Наконец-то он замолчал, и я облегчённо выдохнул:

— Ты как баба на базаре: бу-бу-бу, бу-бу-бу. Столько лишней информации. Думаешь, за такие подробности тебе больше заплатят?

— Что вы хотите сказать, господин? Не заплатите вовсе? Это несправедливо будет. Вас столько дней не было, а я всё равно ждал.

Он смотрел на меня растеряно. Что он сделает, если я не заплачу ему? Да ничего, даже рожу мне набить не сможет. Максимум завяжет узелок на память, чтоб впредь не доверять случайным знакомым.

— Ладно, постой у ворот, вынесу сейчас твои денье.

Во дворе Гуго чистил мула, мама и Перрин сидели в зале у камина. Толстуха пряла, мама смотрела в раскрытую дверь. Увидев меня, медленно поднялась. Я нахмурился. Во мне ещё оставалась обида, хотя я прекрасно понимал, что ничего ужасного по меркам своего времени мама не совершила, просто вызвала врача на дом, а тот отвёз меня в больницу. Слава богу, выпустил. Пора забыть об этом.

Перрин выскочила из дома, всплеснула руками:

— Пресвятая Дева Мария, молодой господин вернулся! Госпожа Полада, не зря вы молились… А чего этот оборвыш опять припёрся? Ну-ка брысь отсюда!

Щенок проворно отскочил от ворот, но далеко уходить не стал, спрятался за углом.

Я зашёл в дом. Первая мысль была пройти мимо мамы, демонстрируя свою обиду. Не смог. Остановился, вздохнул и склонил голову. Она перекрестила меня и поцеловала в лоб, и обида резко прошла, вместо неё возникло тягучее чувство вины. Как я вообще смел обижаться?

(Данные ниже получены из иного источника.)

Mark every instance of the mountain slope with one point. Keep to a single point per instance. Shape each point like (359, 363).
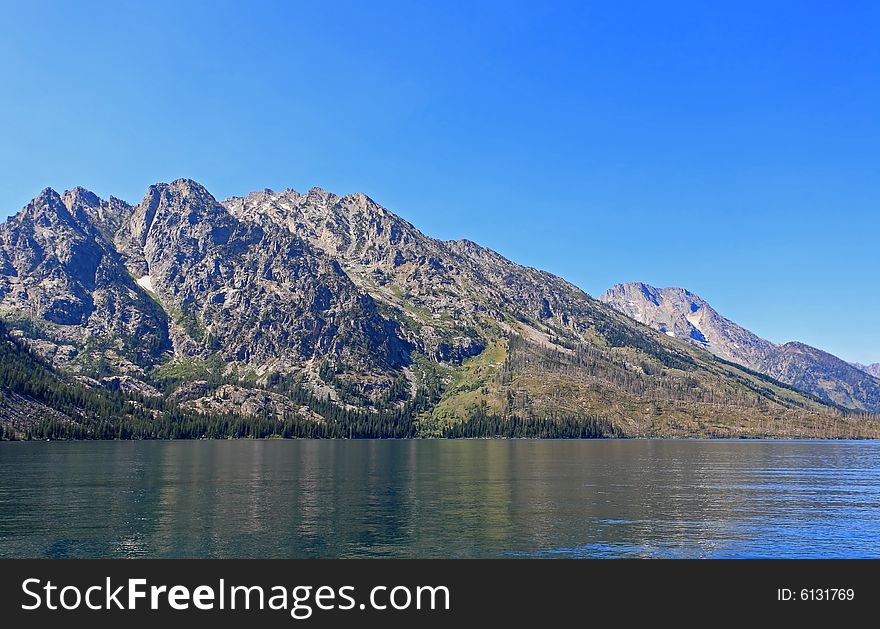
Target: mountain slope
(873, 369)
(682, 314)
(319, 314)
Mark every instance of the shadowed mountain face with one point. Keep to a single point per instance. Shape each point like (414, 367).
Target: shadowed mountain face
(872, 369)
(682, 314)
(318, 306)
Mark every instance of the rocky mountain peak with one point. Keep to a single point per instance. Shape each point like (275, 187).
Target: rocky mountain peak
(682, 314)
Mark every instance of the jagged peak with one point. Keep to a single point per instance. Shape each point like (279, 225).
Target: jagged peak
(184, 189)
(47, 203)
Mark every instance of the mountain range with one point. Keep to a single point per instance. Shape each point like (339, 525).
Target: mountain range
(280, 313)
(682, 314)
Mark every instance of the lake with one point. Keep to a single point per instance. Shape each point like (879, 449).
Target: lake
(481, 498)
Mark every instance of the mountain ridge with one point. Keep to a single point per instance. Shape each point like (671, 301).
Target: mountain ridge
(682, 314)
(333, 311)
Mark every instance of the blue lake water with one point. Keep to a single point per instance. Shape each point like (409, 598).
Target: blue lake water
(440, 499)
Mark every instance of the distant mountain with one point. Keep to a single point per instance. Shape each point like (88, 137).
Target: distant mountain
(872, 369)
(681, 314)
(322, 315)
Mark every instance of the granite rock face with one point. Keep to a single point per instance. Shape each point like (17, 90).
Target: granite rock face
(281, 304)
(681, 314)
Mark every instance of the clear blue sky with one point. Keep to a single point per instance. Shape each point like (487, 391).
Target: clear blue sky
(733, 150)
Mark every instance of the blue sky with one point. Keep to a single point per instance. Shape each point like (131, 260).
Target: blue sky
(733, 150)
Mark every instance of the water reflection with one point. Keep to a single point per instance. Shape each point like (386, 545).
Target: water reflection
(440, 499)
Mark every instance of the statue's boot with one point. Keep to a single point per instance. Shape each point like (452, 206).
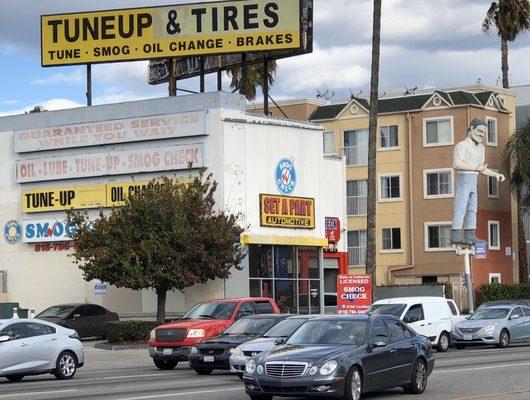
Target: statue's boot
(456, 237)
(471, 236)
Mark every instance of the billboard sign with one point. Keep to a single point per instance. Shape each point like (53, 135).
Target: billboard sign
(110, 132)
(120, 162)
(354, 294)
(287, 211)
(170, 31)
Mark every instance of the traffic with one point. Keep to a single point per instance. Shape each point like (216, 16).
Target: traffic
(284, 355)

— Вольгаст, ты пропах пауками. Тебе нужно привести себя в порядок, — мама неодобрительно покачала головой и выглянула в окно. — Гуго! Затопи печь и нагрей воды. Господину необходимо помыться.

Смыть с себя грязь и пот было бы здорово. Я кивнул, соглашаясь, и поднялся в свою комнату. Под тюфяком в изголовье лежала деревянная шкатулка. В ней хранились серебряный перстень с крупным тёмно-синим почти чёрным сапфиром и горсть мелких монет. Сначала я достал перстень. На вид совсем не дорогой: серебро потускнело, ободок помят; но стоило солнечному лучику упасть на сапфир, как внутри камня заиграли звёзды — светло-голубые на чёрном фоне. Я надел его на безымянный палец левой руки, поднёс к глазам. Перстень подарил мне отец. В голове отпечатались слова: только когда станешь взрослым… Стал ли я взрослым? Мой предшественник точно затерялся в детстве, проживая жизнь в мире книжных иллюзий и вздыхая из-за необходимости становится тем, кем он не хотел становиться. Я так не буду. Хватит мечтать о геройских поступках, пора воплощать их в жизнь.